Having decided on the type of mobile app to be used, we can safely move on to developing the tests. Tests are commonly understood to consist of a sequence of steps that, once completed, bring the product to the desired state. During the testing process, the entire set of pre-determined tests is executed.
Software quality assurance testing generally involves two types: manual and automated. In manual testing, tests are performed by a tester; this position is typically referred to as Manual QA Engineer. The tester is the link between the tests and the app. It looks something like this:
It is inaccurate to say that a tester works directly with the app. While running the tests, they press buttons or enter data into fields. In other words, they interact with the app interface. Also, the tester works with both the service API and the network interface, CLI, GUI, etc. While APIs are used by client programs to interact with the server, the GUI is used by humans.

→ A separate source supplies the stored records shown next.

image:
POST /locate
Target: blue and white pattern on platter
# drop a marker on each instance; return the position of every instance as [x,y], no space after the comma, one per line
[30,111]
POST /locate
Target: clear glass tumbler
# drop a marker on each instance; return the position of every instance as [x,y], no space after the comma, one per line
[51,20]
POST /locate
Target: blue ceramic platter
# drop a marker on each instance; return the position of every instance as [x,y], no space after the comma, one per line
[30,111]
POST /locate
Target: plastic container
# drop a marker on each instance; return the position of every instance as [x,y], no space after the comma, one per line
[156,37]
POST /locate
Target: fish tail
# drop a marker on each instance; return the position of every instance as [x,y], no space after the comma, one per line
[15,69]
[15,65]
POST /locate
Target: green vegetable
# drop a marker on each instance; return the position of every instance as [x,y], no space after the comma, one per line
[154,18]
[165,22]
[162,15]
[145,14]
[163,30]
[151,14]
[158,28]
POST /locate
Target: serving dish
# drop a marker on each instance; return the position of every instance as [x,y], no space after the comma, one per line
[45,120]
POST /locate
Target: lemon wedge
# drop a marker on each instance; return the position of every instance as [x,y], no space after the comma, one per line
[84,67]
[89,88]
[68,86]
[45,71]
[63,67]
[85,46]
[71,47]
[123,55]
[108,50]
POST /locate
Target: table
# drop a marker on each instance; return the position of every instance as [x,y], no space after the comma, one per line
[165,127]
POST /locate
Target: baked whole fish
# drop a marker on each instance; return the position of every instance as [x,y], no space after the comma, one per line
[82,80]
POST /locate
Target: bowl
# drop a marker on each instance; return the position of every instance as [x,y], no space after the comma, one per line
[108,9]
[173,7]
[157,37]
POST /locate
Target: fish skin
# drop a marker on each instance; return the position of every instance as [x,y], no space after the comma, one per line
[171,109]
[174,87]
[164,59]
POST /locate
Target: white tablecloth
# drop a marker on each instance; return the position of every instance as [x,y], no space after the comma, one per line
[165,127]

Manual testing is undoubtedly good, but let's look at replacing manual labor with automated processes. Instead of a tester, software clients interact with the app. Who is going to run the tests? Sure, that's correct! The testing framework will be responsible for running the tests. It runs tests, shows the results, stores the history of test runs, and performs many more functions.
To work with the GUI interface, we need special adapters, also known as drivers (yes, yes, many of you will remember that to play sound on the computer, or, let's say, to make sure that the video card transmits video display signals, some drivers have to be installed). For example, our test includes a step involving a tap on the Search button. The driver receives the command to tap the Search button and then passes that command on to the desired interface in our app. This ensures that the Search button is pressed and the test is passed successfully. However, if there is no button to push or, for some reason, it's not packed, there will be an error, and the test will crash.
More than the driver's functionality is often needed to solve some non-standard tasks, or the logging level needs to be increased. Then, various wrappers are used to take care of such problems. For example, Kakao or Kaspresso. These wrappers can vary widely, depending on the task involved. Some are nothing but syntactic sugar (syntactic features that don't affect software behavior but make the language more human-friendly). In contrast, others cover a relatively broad range of complicated tasks.
Installing Tools
Selecting a Language
Various languages can be used to automate testing processes, for example, Java, Python, Kotlin, Swift, JavaScript, and many more. It all depends on your preferences and the goals you pursue. We will use Java in our example. You need to download and install it from the official website to do this.
Android Studio
An Android app can be run on a physical device or emulator. Mostly, autotests are run on emulators. You need to download and install Android Studio from the official website to do this.
Appium
The following tool we can use is Appium (an open-source tool that helps automate Android and iOS apps). There are two options for running Appium: UI or console-based. To install and run the console version, we additionally need NodeJs. Note that the UI version can be downloaded from the official website and will be ready immediately.
Appium Inspector
We need a GUI inspector to find locators (a locator is a path to an item in the interface that an automated test (autotest) can use to find it).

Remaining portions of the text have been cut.